Livre / Keep an eye on the wall – Paysage palestiniens : au pied du mur

Au pied du mur, et quel mur ! Un projet de 709 kilomètres de parois de béton qui transpercent la Cisjordanie de part en part. 4 fois plus long, 2 fois plus haut que le Mur de Berlin. Les murailles déjà érigées ont coûté plus de 2 milliards d’euros, 204 millions rien que pour l’entretien. Sans compter les morts. Les vies brisées. Les séparations. Les privations.

Anecdote : alors qu’il graffait ce mur, Banksy a entendu un vieux palestinien lui reprocher d’embellir ce que son peuple haït le plus. Cet aspect-là, ce ne sont pas les politiciens ni les stratèges qui vous en parleront.  Restent les journalistes, les auteurs, les photographes. Qui témoignent. La voix d’êtres humains qui souffrent, ont peur, tentent de survivre, n’arrivent plus à communiquer, ni construire alors qu’ils vivent en voisins. Absurde. Mais réel.

En rassemblant 70 photographies signées par 7 photographes et commentées par 5 auteurs, Keep an eye on the wall montre de manière magistrale cet univers paradoxal et sans pitié. Sans pour autant tomber dans le pathos ou l’effroyable. Ici pas de corps sanglants ni de scènes de batailles, pas de militaires en armes ni de terroristes. Dans ces pages qu’on déplie telle un accordéon, juste le quotidien traversé par une muraille sans fin. Qui est devenu un pan de vie. Incontournable. Mais qu’on n’accepte pas pour autant.
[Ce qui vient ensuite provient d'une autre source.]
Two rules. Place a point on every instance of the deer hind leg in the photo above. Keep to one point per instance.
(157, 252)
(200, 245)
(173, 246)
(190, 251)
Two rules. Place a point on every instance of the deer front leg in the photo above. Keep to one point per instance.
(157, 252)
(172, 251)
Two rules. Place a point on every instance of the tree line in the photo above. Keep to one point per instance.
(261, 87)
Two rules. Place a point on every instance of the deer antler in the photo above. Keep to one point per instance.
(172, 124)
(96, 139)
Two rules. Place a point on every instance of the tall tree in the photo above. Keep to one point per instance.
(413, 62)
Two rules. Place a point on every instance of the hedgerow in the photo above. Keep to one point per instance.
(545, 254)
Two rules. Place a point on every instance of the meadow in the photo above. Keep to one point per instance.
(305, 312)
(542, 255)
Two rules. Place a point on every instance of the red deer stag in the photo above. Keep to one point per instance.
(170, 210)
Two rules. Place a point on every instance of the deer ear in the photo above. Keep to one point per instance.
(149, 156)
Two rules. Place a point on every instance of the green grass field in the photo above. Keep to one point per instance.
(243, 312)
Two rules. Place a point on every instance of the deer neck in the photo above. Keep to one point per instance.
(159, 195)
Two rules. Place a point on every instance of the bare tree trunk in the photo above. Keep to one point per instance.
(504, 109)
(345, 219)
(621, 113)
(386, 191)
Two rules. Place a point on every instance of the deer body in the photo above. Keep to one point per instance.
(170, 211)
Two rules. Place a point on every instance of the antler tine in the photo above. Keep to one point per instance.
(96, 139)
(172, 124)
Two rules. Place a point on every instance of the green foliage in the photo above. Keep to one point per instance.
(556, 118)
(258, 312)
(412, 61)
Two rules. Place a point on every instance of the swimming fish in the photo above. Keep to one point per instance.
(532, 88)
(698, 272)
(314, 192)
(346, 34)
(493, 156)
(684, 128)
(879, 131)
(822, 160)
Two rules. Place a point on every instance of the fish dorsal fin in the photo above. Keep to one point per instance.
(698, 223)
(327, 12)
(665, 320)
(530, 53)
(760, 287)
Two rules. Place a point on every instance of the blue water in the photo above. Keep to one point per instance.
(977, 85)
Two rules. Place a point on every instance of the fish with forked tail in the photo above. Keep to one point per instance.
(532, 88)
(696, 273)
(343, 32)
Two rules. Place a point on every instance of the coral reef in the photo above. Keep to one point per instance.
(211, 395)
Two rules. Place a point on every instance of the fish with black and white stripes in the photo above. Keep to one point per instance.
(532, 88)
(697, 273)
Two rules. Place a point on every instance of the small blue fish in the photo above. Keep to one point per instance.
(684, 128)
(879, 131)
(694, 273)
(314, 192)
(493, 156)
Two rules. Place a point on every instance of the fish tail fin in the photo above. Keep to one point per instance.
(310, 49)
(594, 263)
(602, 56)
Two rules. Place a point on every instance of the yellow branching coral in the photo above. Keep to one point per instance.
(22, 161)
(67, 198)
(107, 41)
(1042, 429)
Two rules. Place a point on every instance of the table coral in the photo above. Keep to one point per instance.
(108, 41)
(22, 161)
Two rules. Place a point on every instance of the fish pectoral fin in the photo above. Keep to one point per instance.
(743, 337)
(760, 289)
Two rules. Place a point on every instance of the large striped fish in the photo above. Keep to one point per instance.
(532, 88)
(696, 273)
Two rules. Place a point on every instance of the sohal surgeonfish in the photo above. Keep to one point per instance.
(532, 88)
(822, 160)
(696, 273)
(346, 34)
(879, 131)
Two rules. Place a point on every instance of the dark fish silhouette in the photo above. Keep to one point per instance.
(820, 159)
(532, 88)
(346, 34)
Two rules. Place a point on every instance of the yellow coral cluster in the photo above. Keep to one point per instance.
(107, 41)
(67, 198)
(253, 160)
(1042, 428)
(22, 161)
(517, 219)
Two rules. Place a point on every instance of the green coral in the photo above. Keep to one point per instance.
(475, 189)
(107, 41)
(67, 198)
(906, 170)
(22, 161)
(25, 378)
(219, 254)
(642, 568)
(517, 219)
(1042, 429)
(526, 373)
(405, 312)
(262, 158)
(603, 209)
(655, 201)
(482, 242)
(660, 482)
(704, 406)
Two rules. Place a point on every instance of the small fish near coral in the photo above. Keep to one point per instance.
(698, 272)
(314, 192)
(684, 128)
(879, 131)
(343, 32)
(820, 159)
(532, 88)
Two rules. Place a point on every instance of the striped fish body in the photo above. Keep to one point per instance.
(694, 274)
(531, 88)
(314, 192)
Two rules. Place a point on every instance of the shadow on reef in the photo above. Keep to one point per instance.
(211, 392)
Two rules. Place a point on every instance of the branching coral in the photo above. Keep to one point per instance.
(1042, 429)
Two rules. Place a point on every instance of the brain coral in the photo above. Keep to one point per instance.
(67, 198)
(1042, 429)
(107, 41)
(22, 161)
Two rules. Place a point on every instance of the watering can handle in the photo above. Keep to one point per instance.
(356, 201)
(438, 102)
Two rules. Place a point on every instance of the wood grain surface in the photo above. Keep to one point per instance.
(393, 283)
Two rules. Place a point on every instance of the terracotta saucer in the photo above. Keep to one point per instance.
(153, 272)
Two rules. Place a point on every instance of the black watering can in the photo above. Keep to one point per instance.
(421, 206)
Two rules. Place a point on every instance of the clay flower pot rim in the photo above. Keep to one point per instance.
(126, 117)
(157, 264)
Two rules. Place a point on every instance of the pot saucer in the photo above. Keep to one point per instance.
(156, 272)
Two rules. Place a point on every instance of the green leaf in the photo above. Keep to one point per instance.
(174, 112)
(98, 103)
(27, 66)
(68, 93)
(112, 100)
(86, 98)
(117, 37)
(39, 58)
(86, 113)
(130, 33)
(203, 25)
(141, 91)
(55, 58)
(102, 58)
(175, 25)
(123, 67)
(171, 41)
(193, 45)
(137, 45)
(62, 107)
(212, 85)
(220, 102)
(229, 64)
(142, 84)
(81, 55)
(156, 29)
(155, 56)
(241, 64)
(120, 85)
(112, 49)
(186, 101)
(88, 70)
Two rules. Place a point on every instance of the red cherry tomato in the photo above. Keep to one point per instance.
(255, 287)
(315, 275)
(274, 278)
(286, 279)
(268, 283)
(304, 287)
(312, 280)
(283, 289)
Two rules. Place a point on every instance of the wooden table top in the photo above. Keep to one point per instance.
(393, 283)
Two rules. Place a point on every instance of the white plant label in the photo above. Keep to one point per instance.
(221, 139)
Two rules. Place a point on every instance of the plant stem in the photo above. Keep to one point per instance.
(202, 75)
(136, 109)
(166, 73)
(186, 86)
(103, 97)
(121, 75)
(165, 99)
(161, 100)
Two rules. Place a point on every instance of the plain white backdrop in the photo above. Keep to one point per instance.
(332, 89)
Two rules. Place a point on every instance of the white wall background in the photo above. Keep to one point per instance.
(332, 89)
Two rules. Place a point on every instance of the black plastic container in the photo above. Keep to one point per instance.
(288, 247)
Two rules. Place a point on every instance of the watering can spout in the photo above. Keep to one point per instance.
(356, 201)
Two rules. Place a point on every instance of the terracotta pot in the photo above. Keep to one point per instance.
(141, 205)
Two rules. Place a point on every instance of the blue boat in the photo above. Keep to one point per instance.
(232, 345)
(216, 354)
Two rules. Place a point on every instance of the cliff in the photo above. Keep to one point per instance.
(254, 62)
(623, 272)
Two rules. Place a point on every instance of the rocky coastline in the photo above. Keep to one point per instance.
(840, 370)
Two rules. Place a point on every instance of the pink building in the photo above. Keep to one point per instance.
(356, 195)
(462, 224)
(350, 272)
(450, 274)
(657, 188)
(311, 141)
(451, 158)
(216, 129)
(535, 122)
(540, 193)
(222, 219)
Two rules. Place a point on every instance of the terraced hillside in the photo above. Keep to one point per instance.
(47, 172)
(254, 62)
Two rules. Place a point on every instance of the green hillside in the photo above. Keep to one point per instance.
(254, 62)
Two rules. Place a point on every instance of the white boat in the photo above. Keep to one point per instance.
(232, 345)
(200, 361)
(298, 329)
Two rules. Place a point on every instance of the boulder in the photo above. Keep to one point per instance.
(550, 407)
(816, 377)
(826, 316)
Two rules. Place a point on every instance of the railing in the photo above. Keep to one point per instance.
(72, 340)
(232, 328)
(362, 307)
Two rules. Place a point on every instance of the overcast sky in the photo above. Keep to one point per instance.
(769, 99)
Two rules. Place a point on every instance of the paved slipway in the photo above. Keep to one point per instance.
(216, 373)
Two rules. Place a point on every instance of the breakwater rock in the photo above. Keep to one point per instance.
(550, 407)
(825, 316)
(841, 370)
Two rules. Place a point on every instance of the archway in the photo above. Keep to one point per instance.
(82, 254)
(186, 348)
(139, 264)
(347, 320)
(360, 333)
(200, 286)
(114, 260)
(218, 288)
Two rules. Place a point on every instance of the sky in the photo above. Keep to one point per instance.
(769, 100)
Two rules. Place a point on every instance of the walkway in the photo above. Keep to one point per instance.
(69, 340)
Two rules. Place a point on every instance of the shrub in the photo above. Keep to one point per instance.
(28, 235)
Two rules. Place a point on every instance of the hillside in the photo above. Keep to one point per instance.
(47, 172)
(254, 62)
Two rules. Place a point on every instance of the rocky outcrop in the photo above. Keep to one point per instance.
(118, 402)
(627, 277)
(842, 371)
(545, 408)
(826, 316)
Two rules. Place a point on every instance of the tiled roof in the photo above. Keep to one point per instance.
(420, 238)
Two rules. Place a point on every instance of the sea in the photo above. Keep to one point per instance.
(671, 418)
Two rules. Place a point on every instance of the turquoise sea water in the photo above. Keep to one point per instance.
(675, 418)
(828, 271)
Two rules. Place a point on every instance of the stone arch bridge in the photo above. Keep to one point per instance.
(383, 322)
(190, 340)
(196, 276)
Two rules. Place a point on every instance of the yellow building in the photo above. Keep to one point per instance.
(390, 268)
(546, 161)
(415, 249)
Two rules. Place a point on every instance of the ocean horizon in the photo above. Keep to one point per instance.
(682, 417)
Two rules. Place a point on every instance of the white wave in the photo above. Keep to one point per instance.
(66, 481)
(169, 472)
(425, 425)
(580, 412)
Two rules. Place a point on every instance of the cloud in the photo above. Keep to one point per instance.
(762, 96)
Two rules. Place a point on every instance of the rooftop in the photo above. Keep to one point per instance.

Taysir Batniji qui immortalise les graffiti, les portraits de martyres, les slogans, autant de traces amenées à s’effacer ; Raed Bawayah qui suit les ouvriers palestiniens obligés d’escalader le mur clandestinement pour aller chercher du travail de l’autre côté ; Rula Halawani qui observe les portes du mur autour de Jérusalem ; Noel Jabbour qui suit les infrastructures de surveillance ; Steve Stabella qui compose des mosaïques de fragments photos de béton ou de barbelés ; Kai Wiedenhöfer qui poursuit l’évolution architecturale du rempart depuis le début de sa construction ; Raeda Saadeh qui met en scène ses autoportraits devant les parois.

Tous sont nés là-bas, à Jerusalem, à Gaza, en Galilée, … ils y ont étudié, ils y vivent ou y reviennent régulièrement. Chacun apporte sa vision, sa perception d’une réalité en construction et de ses effets, complétant les explications et les analyses fournies dans leurs textes par  Elias Sanbar écrivain et ambassadeur de Palestine à l’UNESCO, Christine Leuenberger, sociologue, Malu Halasa, journaliste, Yaël Lerer éditrice et Adania Shibli auteur, sans aucun jugement. Juste le constat amère d’un constante de l’humanité : l’intolérance.